I’m so often struck by the way that some human beings seem to long to find themselves above other people, to put their own name above that of others. Often it’s people who are actually rather fragile underneath who want to insist on some title or dignity that makes them seem better than others. I imagine that none of us are completely immune from this. And perhaps some people have the opposite tendency, which comes from the same kind of fragility, to think always that other people are far above them and they are not up to much.

Jesus it seems, and Paul writes to remind us, did neither of these things. He did not ‘grasp at equality’ with God. He told people who called him the Messiah to keep quiet. And sometimes he stands up for himself against even a high priest and a Roman governor. The little hymn that we’ve read in Philippians tells us that his name is the name above every name, but the irony is that the name is simply Jesus – the equivalent of Dave. And the significant thing about Jesus is not that he wanted to go higher than anyone else, but that in him, God came lower than anyone ever thought God would come – right ‘down’ to our level, as low as a cradle, as low as a cross, as low as being laid in a tomb, as low as your lowest most downcast day – and all to take all of us with him to the place of life, the highest place of heaven, to the Kingdom of God.
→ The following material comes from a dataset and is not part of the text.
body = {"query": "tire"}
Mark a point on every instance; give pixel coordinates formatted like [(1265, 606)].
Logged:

So congratulations to the graffiti preachers; both the first one who said there is ‘no higher name’ and the second one who suggested a higher name might be ‘Dave’. At the name of Jesus – let every knee bow. As long as we recognise that we will find Jesus right there washing our feet, not grasping after equality with God, but getting down with the slaves and the servants, the poor and the troubled, the ordinary ones like you and me. Amen.